Isaac's and my prayer is that God will always intervene, that we'll always persevere, and that He'll continue to lead us down this path toward being more like Him. Thanks for reading friends, these are the deepest of deep feelings from my heart.

BUT, this is the most amazing part- the photos! Lauren was incredible to work with. She helped bring my vision to life. We will be eternally grateful for these photos and the emotions captured. Lauren, never stop living this dream, you are amazing my friend.












The most important, emotional, and memorable part of the whole evening was when we read handwritten vows to one another. This is why we needed to do this. Not only for exceptional photos, but to renew the commitment we made to each other almost 4 years ago.



Saturday, September 18, 2010

Emerald Isle (Heaven on Earth)

Isaac and I were more than ready for a vacation when September 4th rolled around and it was finally the day we were leaving for Emerald Isle. This past year we have been through so much more than the average couple and it was time to get away from it all and reconnect to the important things in life. We have spent the previous two years at Topsail Island with a previous friend's amazing grandparents so we knew we wanted to go back to an uncommercialized, relaxed area. We chose Emerald Isle after suggestions and research, and it was incredible! We were there for an entire week, which I think is one of the reasons it was so great. Our past vacations were always long weekends, which is just not enough time to really escape. Long story short, it was simply incredible. This trip solidified both of our desires to live at the beach at some point in our lives in a beach house I'm going to name "Heaven on Earth." I can't wait! Of course, the primary reason for this post is to share the photos so let's do this! These are a few of my favorites, but there are lots more in this Facebook album.


This is the sunrise God painted for ME Sunday morning (our first morning). I woke up early to watch the sunrise, toted my Bible, notepad and pen, and camera down to the beach to watch the glory. I was moved to tears as I heard "this is where you belong" over and over again. I can't really explain it, it probably sounds insane to some people, but if there's one thing I inherited from my father it's the deepest of deep love for the ocean. I felt at home, like I belonged there, and I felt closer to God in that moment than I had in a while.

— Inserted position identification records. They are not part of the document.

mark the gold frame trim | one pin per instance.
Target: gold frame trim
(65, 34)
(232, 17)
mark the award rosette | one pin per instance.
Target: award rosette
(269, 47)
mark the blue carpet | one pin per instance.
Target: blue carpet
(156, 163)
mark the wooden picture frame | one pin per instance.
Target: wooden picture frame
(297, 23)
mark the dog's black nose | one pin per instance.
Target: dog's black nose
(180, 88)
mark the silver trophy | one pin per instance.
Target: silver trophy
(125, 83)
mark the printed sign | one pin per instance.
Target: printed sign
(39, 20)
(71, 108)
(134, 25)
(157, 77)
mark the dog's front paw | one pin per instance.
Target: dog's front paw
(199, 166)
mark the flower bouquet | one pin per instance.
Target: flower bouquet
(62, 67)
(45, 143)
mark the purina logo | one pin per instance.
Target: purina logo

There were tons of shells, mostly broken, but they were all beautiful.



My sweet sweet boys!


Me and my little love. ;)


Here's a few of our precious blessing...




LOVE this one!


Jonah was OBSESSED with his daddy the entire time- they took naps together, played together, and loved on one another. It was MUCH needed for both of them!


Gotta love self timers! I actually really like this shot! :)


My little man and me- love love.


Gorgeous sunset over the dunes.


Favorite of the whole week!! Good job Honey for capturing this so beautifully!